「やっぱり昨日の秋瀬サンだったんだー!」
誰だこのでこ。
朝、眠気をこらえ欠伸を噛み殺していたら私の視界ににゅっと現れたのは少しつり目なでこ。ハイテンションに思わず眉をしかめたのは許してほしい。反応が遅れながらも、はぁと答えた私に反応うっすー!とケラケラ笑うでこ。
朝から元気だわね少年よ。ちょっと黙れ頭に響く。
構わず机に突っ伏し寝ようとするとちょっと放置ー?と楽しげに肩を揺らしてくる。なんなんだこいつ誰だよその触角毟るぞ。馴れ馴れしくすんな私とお前は初対面だよ。
「マジで覚えてない?ほら昨日放課後会ったっしょ!」
「…人違いじゃ?」
「ほら!あー…このゲーム好きなんすか?って!あの戦国ゲームシリーズ流石超面白かったよな!」
「え、」
何故それを、て…え、え?昨日のTSU〇YAの?よくよく思い出せばそんなことあったような…うっそんまじで。くそ、あの時コミュ障発揮してないでちゃんと顔見とけば良かった。
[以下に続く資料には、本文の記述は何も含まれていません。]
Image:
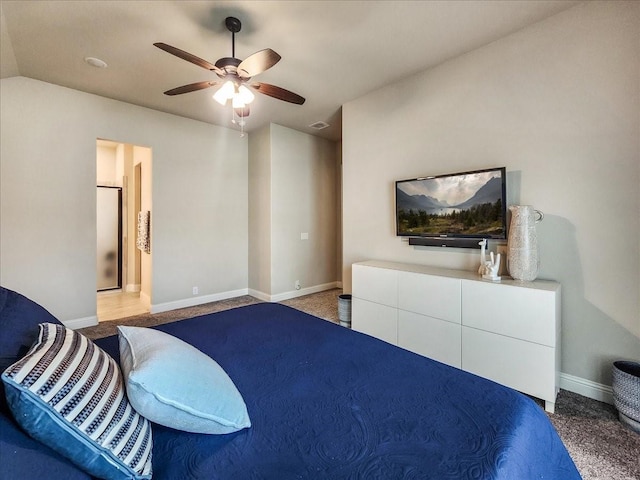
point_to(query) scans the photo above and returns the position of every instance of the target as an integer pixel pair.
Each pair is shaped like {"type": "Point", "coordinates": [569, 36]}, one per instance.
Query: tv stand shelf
{"type": "Point", "coordinates": [506, 331]}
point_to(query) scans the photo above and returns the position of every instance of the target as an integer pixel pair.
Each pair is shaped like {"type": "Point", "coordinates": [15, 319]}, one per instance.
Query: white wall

目を見開く私を見てまたケラケラと笑うでこ。何がそんなに愉快なんだか……私の顔の造形か?ねえ顔の造形?ほっとけよ。これだからイケメンは。目の保養ですありがとうございます!
「で、どちら様ですか」
「え、まじで名前わからないの…?」
いやだからほぼ初対面でどうしたら名前と顔一致してるの。じゃあ改めて と楽しげに前振りをする高尾君。早く終わりそうもやいなこれは。
どうやら昨日某ショップで会ったでこは高尾君と言うらしい。しかもクラスメイト。へー、そりゃ普通だったら名前と顔一致してるか。ご丁寧に血液型や誕生日、入ってる部活まで教えてくれたけど、ごめん聞いてなかったわ。
そんな高尾君の顔のある一点に違和感を覚えてじっと見つめる。とても健康そうで血色もいいのに。
「…な、なに?俺の顔に何かついてる?なんつって」
誤魔化すように付け足された言葉に頷くと、マジで?とペタペタと自分の顔を触る高尾君。仕草可愛いなこいつ。
ちらちらと男子からも女子からも視線が飛んできて、大半は私が人と長々と話してるからだろうけど、これは高尾君人気者だわ。
「…君も徹夜仲間か」
「………バレた?」
目の下にはうっすらだけど隈。
ぴっと目の下を指差し逃れられない事実を突きつけると、悪戯がバレた子供のように舌を出して、いやあ止まんなくてと話す高尾君。だからいちいち仕草かわいいな。
でもな、わかるわかるよ君の気持ち。あれはやり込んじゃうって。